Il basket italiano sta celebrando il momento più alto della stagione con la finale scudetto tra Venezia e Trento e proprio questo evento comunque storico, visto che la Reyer non conquista il titolo da 75 anni e i trentini sono approdati in serie A solo tre anni fa, dà il segnale del momento critico della nostra pallacanestro che si è autocostretta a disputare una finale in impianti inadeguati come capienza (Trento) o privi di ogni requisito logico come il Taliercio di Mestre, piccolo, caldissimo, perfino pericoloso per chi gioca e chi assiste alle partite. Era successo nelle ultime due stagioni anche con Reggio Emilia. Ho detto auto-costretti perché la regola che prevedeva una capienza minima di 5000 spettatori è stata tolta dalle società all’inizio del secolo, per evitare che poi dovessero investire e progettare nuovi impianti. Così, mancata la spinta in un momento di espansione economica, arrivata la crisi del 2008, non ci sono stati più soldi per immaginare impianti migliori.
Anche questa è la fotografia della nostra pallacanestro: da anni taglia tutto per risparmiare, soprattutto professionalità all’interno delle società e vivai, per spendere sempre di meno approfittando di un mercato straniero ricchissimo di giocatori a basso prezzo, e bassa qualità, uccidendo il prodotto italiano. E’ un vortice verso il basso dove è chi non investe e non ha progetti che determina la strategia, cioè la mancanza di strategia, del sistema. E va bene a tutti: alle piccole società che hanno sempre meno soldi ma stanno aggrappate alla serie A, alle grandi che possono garantirsi risultati più facilmente e con poco rischio.

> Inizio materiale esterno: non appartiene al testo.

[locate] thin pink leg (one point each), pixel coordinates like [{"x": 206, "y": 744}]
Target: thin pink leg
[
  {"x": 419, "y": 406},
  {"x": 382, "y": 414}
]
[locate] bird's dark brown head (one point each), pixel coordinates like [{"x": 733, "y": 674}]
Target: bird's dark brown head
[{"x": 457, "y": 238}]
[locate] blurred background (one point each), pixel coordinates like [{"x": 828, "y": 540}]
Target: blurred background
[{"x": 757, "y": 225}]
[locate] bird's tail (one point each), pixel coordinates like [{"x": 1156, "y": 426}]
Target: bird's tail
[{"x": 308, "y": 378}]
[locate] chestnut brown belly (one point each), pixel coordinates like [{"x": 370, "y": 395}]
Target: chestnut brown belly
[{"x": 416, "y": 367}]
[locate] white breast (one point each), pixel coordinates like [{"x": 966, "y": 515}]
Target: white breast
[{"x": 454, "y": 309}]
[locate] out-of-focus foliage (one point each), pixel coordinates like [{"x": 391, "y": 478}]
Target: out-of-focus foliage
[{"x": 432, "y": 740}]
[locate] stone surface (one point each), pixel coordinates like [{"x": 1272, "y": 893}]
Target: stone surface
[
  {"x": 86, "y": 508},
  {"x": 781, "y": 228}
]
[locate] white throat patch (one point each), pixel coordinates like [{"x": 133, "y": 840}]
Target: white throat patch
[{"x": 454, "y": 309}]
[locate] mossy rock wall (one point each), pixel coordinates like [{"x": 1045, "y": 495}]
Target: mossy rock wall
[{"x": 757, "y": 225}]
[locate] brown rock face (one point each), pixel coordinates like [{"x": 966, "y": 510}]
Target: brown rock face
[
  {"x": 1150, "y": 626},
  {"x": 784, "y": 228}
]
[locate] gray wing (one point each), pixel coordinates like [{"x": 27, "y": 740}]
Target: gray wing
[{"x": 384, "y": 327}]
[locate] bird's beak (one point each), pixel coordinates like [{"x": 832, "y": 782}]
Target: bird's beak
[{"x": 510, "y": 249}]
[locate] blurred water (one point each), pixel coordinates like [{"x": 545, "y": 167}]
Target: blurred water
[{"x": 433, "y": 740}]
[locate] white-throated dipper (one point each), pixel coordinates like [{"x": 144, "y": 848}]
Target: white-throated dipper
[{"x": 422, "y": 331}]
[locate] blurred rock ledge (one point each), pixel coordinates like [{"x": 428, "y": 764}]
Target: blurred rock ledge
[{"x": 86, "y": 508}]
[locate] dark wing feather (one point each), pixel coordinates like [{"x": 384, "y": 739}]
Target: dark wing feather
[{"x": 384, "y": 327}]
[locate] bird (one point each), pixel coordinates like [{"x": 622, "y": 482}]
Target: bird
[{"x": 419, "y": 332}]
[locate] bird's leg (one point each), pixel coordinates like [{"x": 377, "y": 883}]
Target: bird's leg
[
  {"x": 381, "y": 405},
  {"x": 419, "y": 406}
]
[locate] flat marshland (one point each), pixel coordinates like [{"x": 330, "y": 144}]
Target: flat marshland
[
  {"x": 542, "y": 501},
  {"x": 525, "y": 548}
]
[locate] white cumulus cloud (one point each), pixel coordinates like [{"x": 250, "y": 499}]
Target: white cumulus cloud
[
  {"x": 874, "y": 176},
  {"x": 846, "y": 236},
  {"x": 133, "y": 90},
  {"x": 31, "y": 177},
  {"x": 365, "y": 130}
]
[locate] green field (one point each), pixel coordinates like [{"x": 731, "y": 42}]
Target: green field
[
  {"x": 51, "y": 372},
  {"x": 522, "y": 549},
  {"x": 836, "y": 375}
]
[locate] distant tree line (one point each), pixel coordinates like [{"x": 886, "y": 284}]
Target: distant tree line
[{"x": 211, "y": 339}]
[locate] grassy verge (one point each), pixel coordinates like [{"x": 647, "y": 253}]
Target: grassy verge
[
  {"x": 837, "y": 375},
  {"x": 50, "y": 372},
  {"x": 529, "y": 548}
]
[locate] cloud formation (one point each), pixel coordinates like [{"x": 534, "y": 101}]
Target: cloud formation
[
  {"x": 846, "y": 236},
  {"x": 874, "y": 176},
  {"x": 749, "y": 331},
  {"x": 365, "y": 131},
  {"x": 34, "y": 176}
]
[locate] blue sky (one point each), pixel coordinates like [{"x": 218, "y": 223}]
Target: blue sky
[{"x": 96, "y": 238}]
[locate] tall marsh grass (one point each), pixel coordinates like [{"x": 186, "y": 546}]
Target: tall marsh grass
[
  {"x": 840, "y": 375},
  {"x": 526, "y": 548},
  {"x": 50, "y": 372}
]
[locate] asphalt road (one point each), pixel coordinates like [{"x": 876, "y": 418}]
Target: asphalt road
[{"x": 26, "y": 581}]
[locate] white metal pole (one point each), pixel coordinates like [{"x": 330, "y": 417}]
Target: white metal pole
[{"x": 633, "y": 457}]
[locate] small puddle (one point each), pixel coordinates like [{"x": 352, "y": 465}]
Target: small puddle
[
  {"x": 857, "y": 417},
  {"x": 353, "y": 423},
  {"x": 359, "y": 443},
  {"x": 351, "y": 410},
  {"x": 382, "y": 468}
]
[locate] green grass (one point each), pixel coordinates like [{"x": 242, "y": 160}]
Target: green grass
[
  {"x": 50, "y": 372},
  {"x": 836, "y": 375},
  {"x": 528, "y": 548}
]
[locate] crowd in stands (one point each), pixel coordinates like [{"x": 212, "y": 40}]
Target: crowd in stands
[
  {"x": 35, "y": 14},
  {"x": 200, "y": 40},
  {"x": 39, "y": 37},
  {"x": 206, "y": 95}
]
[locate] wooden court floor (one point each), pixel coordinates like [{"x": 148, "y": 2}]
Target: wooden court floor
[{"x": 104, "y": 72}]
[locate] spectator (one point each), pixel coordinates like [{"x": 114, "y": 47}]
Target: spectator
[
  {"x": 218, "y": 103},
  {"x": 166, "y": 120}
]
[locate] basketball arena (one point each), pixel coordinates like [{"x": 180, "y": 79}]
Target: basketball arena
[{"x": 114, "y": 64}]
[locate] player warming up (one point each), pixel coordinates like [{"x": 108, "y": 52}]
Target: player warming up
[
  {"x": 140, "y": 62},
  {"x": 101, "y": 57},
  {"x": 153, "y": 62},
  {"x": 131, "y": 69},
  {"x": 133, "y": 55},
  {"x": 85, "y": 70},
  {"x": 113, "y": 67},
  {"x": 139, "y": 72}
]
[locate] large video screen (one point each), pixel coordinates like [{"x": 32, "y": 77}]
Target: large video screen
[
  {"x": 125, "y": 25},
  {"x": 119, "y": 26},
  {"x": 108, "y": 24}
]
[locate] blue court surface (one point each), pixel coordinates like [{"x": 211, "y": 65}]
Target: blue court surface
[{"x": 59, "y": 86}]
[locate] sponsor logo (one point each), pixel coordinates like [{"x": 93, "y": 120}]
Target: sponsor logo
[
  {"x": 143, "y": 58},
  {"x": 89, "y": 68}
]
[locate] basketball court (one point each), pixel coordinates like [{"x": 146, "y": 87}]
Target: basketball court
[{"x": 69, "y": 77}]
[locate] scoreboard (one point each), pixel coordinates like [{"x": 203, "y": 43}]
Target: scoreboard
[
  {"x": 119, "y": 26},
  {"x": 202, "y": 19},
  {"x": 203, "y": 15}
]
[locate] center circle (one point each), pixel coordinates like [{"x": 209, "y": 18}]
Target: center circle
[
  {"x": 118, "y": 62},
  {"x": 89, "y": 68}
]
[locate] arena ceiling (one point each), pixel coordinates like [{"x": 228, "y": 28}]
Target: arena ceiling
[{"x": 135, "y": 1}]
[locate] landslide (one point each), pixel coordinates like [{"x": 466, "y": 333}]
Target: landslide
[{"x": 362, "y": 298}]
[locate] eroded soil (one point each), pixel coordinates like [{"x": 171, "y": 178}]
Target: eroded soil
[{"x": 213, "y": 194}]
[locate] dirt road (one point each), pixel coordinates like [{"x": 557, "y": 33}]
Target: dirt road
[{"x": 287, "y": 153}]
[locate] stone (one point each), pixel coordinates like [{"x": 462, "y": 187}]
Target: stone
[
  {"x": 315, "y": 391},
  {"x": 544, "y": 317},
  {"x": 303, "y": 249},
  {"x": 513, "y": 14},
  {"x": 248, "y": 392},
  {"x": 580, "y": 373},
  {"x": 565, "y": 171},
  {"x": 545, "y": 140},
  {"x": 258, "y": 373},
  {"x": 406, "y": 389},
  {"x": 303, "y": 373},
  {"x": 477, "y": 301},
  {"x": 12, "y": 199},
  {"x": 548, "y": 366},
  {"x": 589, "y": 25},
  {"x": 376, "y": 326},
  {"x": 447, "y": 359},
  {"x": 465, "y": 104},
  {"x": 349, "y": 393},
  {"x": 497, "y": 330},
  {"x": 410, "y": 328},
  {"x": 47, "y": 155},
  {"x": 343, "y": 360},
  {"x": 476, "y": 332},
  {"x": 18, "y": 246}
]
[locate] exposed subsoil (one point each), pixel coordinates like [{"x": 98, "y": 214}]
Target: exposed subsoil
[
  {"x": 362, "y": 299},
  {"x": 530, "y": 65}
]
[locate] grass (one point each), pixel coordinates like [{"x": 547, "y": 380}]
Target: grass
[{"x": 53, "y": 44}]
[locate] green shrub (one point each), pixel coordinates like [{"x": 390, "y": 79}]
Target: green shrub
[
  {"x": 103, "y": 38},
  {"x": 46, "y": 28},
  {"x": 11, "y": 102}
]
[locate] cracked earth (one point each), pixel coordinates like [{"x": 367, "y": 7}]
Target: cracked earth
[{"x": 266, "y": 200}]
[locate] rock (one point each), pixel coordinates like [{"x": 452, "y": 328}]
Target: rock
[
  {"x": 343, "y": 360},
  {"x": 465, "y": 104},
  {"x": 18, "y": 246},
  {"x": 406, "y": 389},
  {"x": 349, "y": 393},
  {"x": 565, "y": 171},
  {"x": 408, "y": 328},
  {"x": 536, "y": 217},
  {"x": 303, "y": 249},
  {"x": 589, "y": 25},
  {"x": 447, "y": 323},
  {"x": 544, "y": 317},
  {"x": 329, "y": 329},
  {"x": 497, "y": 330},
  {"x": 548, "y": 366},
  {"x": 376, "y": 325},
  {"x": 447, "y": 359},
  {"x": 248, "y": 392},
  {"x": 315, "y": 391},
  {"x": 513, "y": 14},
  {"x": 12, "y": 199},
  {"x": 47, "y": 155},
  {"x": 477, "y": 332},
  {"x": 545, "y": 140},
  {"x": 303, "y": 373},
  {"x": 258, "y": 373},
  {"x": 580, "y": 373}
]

Il problema è che questo processo ci ha allontanato sempre di più dai vertici del basket internazionale: non vinciamo una Eurolega dal 2002, una medaglia con la Nazionale dal 2004, con la quale non ci siamo più qualificati a Mondiali o Olimpiadi dal 2006. Ci siamo dovuti accontentare di un paio di successi, dopo aver organizzato le finali in casa, nel 2009 e 2014 nella terza coppa che raccoglieva le squadre di medio livello continentale. La risposta che viene data è sempre la stessa e sa di assoluzione: all’estero hanno più soldi. Vero ma nessuno si chiede perché ce li hanno. Forse perché il prodotto tecnico e spettacolare è migliore? Forse noi non li avremo mai se il nostro prodotto basket è sempre più scadente? Ovvio. Per motivi differenti, anche opposti e non necessariamente da imitare, le finali per il titolo degli altri Paesi che si giocano in contemporanea alla nostra mostrano squadre molto più forti, che giocano in palasport spesso straordinari (la finale spagnola offre una capienza di 24 mila posti, quella greca di oltre 30 mila, la turca ha il Fenerbahce con un impianto da Nba che ha il doppio dei posti di Trento e Venezia assieme…). Non è un caso che il bilancio delle nostre squadre in Europa, a partire da Milano che pure spende come i top club europei escluso i primi 5 o 6, quest’anno sia stato piuttosto disastroso nonostante la partecipazione (amichevole visto il risultato) di Venezia alle Final Four della terza manifestazione. E’ chiaro che i problemi nascono nel nostro campionato e che li esportiamo.
Cosa dobbiamo fare? Se ne parla da più di un decennio ma non si fa nulla. La prima cosa sarebbe dare un segnale di discontinuità, come dicono i politici, rispetto a quello che è accaduto negli ultimi anni e cioè evitare di far finta che vada tutto bene, sperando che in finale vadano squadre e piazze con impianti migliori e che la Milano di Giorgio Armani, la sola con potenzialità europee, ne imbrocchi una a livello internazionale. E’ evidente che bisognerebbe partire dal basso, dal reclutamento, dalle scuole: blablabla… E’ il modo per non agire mai, vista l’enormità della sfida, l’inadeguatezza delle istituzioni e la lunghezza dei tempi. Allora? Cominciamo a tirare una riga dicendo che per partecipare alla serie A ci vuole un impianto moderno e capiente e garanzie economiche più elevate e controllate. Chi non ce la fa, va in A-2 che è pur sempre un bel campionato. Basterebbe solo questo per dare una spinta verso l’alto in controtendenza con quello che ci sta soffocando. Tornare protagonisti in Europa sarebbe una conseguenza.